Campus-community tensions are an inevitable component of any college town. South Bethlehem and Lehigh are no exception to the rule (if you can find an exception anywhere, I’d love to hear about it!). Once again, your perspective depends on your location (in this case, physical location matters), and your frame of reference. Here are a few of the things I’m thinking about these days.
Going back at least a decade, the expansion in off-campus housing for Lehigh University students drastically changed the face of Fifth Street, Hillside Ave, Birkel Avenue, and Montclair Avenue. Once home to families and homeowners, portions of these streets are now almost exclusively student housing. This transition was painful for the remaining homeowners who feel that the community where they bought their homes has disappeared. They can probably sell their homes for more money now, but the emotional component of losing a neighborhood has to be recognized, and we can’t deny that the look and feel of a community has value for those that call it home. Backyards once home to meticulously tended rose gardens have been converted to parking lots. Remnants of student parties are piled high on trash day, and old couches continue to appear on front porch littered with beer bottles. Neighbors who have witnessed the transition from Bethlehem Steel retirees to students are entitled to their frustration. Not all students are bad neighbors, but that’s not the point.

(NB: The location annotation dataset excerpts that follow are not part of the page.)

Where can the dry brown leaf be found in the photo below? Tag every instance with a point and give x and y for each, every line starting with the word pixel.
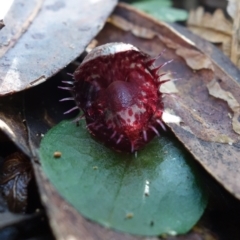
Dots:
pixel 214 28
pixel 235 48
pixel 62 29
pixel 195 59
pixel 215 90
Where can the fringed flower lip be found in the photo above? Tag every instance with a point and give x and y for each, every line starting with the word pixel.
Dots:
pixel 117 88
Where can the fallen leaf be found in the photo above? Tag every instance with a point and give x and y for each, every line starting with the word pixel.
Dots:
pixel 195 59
pixel 15 176
pixel 63 30
pixel 215 90
pixel 214 28
pixel 235 47
pixel 17 20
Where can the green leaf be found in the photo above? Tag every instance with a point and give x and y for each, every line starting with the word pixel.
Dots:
pixel 153 193
pixel 161 10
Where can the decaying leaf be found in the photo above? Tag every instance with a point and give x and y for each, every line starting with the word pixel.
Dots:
pixel 217 29
pixel 214 28
pixel 235 48
pixel 16 173
pixel 62 29
pixel 17 20
pixel 215 90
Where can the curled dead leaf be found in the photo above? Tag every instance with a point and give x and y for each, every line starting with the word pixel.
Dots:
pixel 16 174
pixel 215 90
pixel 214 28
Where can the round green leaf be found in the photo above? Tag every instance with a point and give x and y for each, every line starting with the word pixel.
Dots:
pixel 151 193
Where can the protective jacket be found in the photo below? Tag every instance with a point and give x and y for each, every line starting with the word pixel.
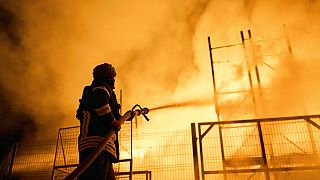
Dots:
pixel 97 110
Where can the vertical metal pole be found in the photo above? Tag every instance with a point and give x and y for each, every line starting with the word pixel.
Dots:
pixel 131 148
pixel 12 159
pixel 312 139
pixel 288 41
pixel 215 98
pixel 64 156
pixel 216 105
pixel 120 101
pixel 55 157
pixel 201 152
pixel 263 152
pixel 249 74
pixel 256 67
pixel 195 152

Like development, however, the student housing expansion did not occur in a vacuum. Without student housing, what would have happened to these properties? Overall economic trends in south Bethlehem and similar deindustrializing communities would suggest that many of these properties would not have been purchased by homeowners following the relocation of their original owners. The neighborhood would have experienced change with or without students—what that change would have looked like is difficult to say, and value judgments are beyond the scope of this discussion. However, the lack of a resident voice—the lack of choices—in what happened to these neighborhoods was enough to create a sense of impotence among those left behind. That frustration can be difficult to understand for those focused solely on the economics of the situation, but taking some time to listen to the stories of our neighbors brings the aches and pains of neighborhood change into view.
For those living on the outskirts of the student neighborhoods, the student housing discussion is quite different. Give them Birkel and Fifth, my former neighbors on Carlton plead; just don’t let them take over my neighborhood. The students are generally fine people, but they just have different hours and lifestyles that don’t mesh well with raising a toddler. Doesn’t it make more sense to concentrate the students close to one another and to campus? What family wants to live across the street from a student dorm, anyway? The conversion of single-family homes to student housing feels threatening to residents on the outskirts of predominantly student neighborhoods who are watching their blocks change more rapidly than they ever had before. What will they do if they are the last homeowners on the only block they have known for the last 50 years?